For Lukas, cup isn't quite full

Racing: In a life devoted to horses, about the only honor to have escaped D. Wayne Lukas is a Triple Crown, which Charismatic can take care of Saturday.

June 01, 1999|By Tom Keyser | Tom Keyser,LOUISVILLE, Ky.

LOUISVILLE, Ky. -- Shortly after 4 in the morning, D. Wayne Lukas was back to work at Pimlico.

He had just won the Preakness the day before with Charismatic, achieving two-thirds of the Triple Crown. Yet he and his wife, Laura, a couple immersed in horses, had returned to the Pimlico stakes barn in the deep black of night.

After the Preakness, they had collapsed into their room at the Cross Keys Inn and called room service. They ordered cheeseburgers and milkshakes.

They drank no champagne. They did not celebrate with friends. By 9: 30 p.m., they were asleep.

"That's about as wild as it gets," Laura said.

For Lukas, the most accomplished thoroughbred trainer in history, horses are life. By devoting nearly every waking hour for four decades to horse racing, Lukas has won just about everything there is to win -- except the Triple Crown.

He won the Kentucky Derby, Preakness and Belmont Stakes the same year (1995), but not with the same horse. If Charismatic captures the 131st Belmont on Saturday at Belmont Park, the great-grandson of Secretariat will become the 12th Triple Crown winner and first since Af firmed in 1978.

After the Preakness, Lukas sent the colt back to Churchill Downs. Here, in the shadow of the twin spires, he has prepared Charismatic for the pressure-packed run at history. Tomorrow, Lukas and the colt will fly to New York -- after Charismatic's final workout for the Belmont this morning.

Despite the strain of nursing a horse through three grueling races in five weeks, Lukas smiles and jokes more than he has in years. At 63, the sometimes combative, egotistical horseman seems to have mellowed.

"You have to lighten up," said his wife. "I think sometimes you've got to get your feet back on the ground. You know what I mean -- reality check."

Laura has been the one to keep Lukas' feet planted on earth. Feisty and 40, she became Lukas' fourth wife June 15 last year. They met at a horse track. Laura trains quarter horses and thoroughbreds.

They flew from California, where they live, to Las Vegas to get married -- after training horses in the morning. Laura persuaded Lukas to spend the night before flying back to work. They attended a show by a comedian.

"And Wayne fell asleep," Laura said.

Because of Laura, Lukas has returned to quarter horses, the lightning-quick breed that sprints a quarter-mile at tracks mostly in the Southwest and California. Lukas trained them for 20 years before switching full time to thoroughbreds in 1978.

Now, in the quarter-horse programs, he is listed as trainer and Laura as owner. But actually, it's just the opposite.
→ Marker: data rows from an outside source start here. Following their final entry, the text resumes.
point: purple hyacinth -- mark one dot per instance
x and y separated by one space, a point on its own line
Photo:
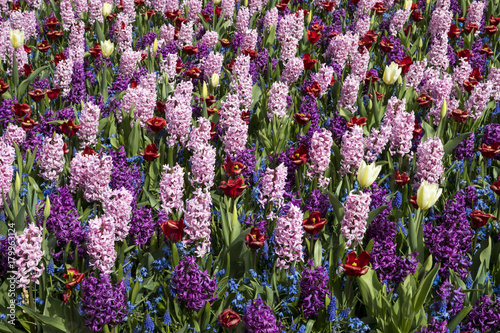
192 286
313 289
260 318
103 303
485 315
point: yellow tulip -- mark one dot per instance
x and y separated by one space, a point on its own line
391 73
17 38
368 173
427 195
106 9
107 48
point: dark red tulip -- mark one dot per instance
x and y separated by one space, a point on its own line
300 155
69 129
356 266
233 169
490 151
233 188
314 223
401 179
479 219
173 230
156 124
255 239
229 319
150 153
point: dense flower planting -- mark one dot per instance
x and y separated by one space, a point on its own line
250 166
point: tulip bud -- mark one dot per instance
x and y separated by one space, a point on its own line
107 48
444 109
367 173
391 73
204 90
46 210
106 9
155 46
427 195
17 183
16 38
214 80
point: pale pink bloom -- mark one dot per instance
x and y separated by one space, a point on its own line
51 160
14 134
273 185
172 189
349 92
292 71
288 235
62 76
429 161
352 149
29 255
277 100
353 225
118 205
101 243
197 220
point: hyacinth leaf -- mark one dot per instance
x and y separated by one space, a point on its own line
450 145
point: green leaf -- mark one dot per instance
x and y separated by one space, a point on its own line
450 145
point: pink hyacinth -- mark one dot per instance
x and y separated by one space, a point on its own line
199 136
479 99
197 220
203 166
277 100
29 254
14 134
7 156
273 186
89 121
292 71
101 243
319 154
118 205
62 77
129 61
429 161
213 64
178 114
352 149
77 42
288 235
67 14
51 161
353 225
92 174
349 92
172 189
"We don't have any other interests except horses," Laura said. "The quarter horses, that's our vacation. That's our hobby. They're a diversion for Wayne, a relief from the big pressure of thoroughbreds."

And what greater pressure exists for a trainer than trying to win a Triple Crown, horse racing's most coveted and elusive prize?

Lukas said yesterday that he's enjoying the ride. But after one reporter's question involving his rival, trainer Bob Baffert, Lukas briefly flashed the temper that erupted in 1997 over criticism of his running the overmatched Deeds Not Words in the Kentucky Derby. Then, during a 15-minute tantrum to a New York reporter, Lukas continually referred to reporters as "cockroaches."

Yesterday, a reporter asked Lukas what the reaction would be if he, and not Baffert, tried to block a Triple Crown by sending a filly into the Belmont. Baffert has said he plans on running the filly Silverbulletday in the race. Baffert ran another filly, Excellent Meeting, in the Kentucky Derby and Preakness. She finished fifth in the Derby, but gave up in the Preakness and didn't finish the race. She was not injured.

"You guys would have a field day," Lukas said. "The cockroaches would come right out of the woodwork.

"How about me running Excellent Meeting in the Preakness and having her eased? They'd have said, `Well, he couldn't stand to be out of the Preakness. And he ran the filly, and now he ruined her.' And I'd have been `the butcher.'

"I don't want to get into it, frankly. I'm trying to enjoy the spring. I don't need this aggravation at all."

Lukas said that Charismatic continues to thrive and that he is confident, although not cocky, the colt can win the Belmont. A victory would push Lukas' career earnings to more than $200 million, an astonishing feat considering that only one other trainer, the late Charlie Whittingham, has earned more than $100 million.

"That's a milestone," Lukas said of the $200 million. "That has never been done, ever, not even close. We're pretty proud of that number, because that is the bottom line. That turns the wheels."

That $200 million represents purse money to owners who then buy and breed more horses. The sales catalogs in Kentucky overflow with horses descended from stallions and broodmares who Lukas trained.